Die jüngsten DB-Daten scheinen dies jedoch zu wiederlegen.
Denn auch bei der Deutschen Bank wurde das Betriebsergebnis nur
dank des Verscherbelns von Tafelsilber aufpoliert. Allerdings ist
davon nun nicht mehr all zu viel übrig. Einzig unverkäuflich
erscheint die DaimlerChrysler-Beteiligung.
Einen Schritt weiter ist bereits Bernd Fahrholz mit seiner
Dresdner Bank. Sie gründete die Institutional Restructuring
Unit (IRU), in der die ausfallgefährdeten und strategisch
unwichtigen Darlehen (in Höhe von immerhin 17 Mrd.
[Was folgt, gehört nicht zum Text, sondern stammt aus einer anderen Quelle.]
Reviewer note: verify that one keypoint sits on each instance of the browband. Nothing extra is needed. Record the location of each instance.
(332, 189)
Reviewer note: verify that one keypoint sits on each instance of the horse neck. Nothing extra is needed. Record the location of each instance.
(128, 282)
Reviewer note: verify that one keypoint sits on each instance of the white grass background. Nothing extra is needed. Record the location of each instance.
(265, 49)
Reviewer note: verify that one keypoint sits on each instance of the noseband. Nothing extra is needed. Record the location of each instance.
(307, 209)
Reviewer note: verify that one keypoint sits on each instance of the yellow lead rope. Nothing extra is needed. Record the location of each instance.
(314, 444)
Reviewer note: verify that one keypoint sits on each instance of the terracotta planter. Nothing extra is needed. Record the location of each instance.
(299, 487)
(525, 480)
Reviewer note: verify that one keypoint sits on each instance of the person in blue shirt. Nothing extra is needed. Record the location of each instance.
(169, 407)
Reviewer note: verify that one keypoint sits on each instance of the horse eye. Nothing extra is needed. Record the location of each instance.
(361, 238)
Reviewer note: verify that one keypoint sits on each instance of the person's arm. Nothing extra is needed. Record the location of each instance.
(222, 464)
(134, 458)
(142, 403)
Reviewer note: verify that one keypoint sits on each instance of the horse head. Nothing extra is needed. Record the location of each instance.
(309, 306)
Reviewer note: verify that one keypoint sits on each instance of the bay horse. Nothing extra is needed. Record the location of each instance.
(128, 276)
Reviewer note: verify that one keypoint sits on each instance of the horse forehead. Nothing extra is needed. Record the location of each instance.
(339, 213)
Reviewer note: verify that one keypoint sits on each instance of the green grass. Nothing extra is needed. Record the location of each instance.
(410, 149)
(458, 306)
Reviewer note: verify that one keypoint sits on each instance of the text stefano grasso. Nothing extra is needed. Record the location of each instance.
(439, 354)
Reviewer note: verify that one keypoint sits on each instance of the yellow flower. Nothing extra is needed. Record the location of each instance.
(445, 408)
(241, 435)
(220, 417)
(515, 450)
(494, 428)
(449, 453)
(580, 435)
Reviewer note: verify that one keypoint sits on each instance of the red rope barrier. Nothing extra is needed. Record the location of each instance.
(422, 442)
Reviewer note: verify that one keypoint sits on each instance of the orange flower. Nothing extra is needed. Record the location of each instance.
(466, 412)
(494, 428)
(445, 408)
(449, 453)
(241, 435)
Euro) ausgelagert
werden sollen. Insgesamt sollen in die IRU bis zu 30 Mrd. Euro an
Darlehen und Beteiligungen eingebracht werden können.
Jetzt
bleibt abzuwarten, in welche Richtung sich die Idee der Schaffung
einer bad bank weiter entwickeln wird. Aber sollte die
schlechte Bank entstehen und es zudem noch zu einem
Bankenzusammenbruch kommen, nehme ich erste Wetten an, dass bad
bank zum Unwort des Jahres 2003 gekürt wird.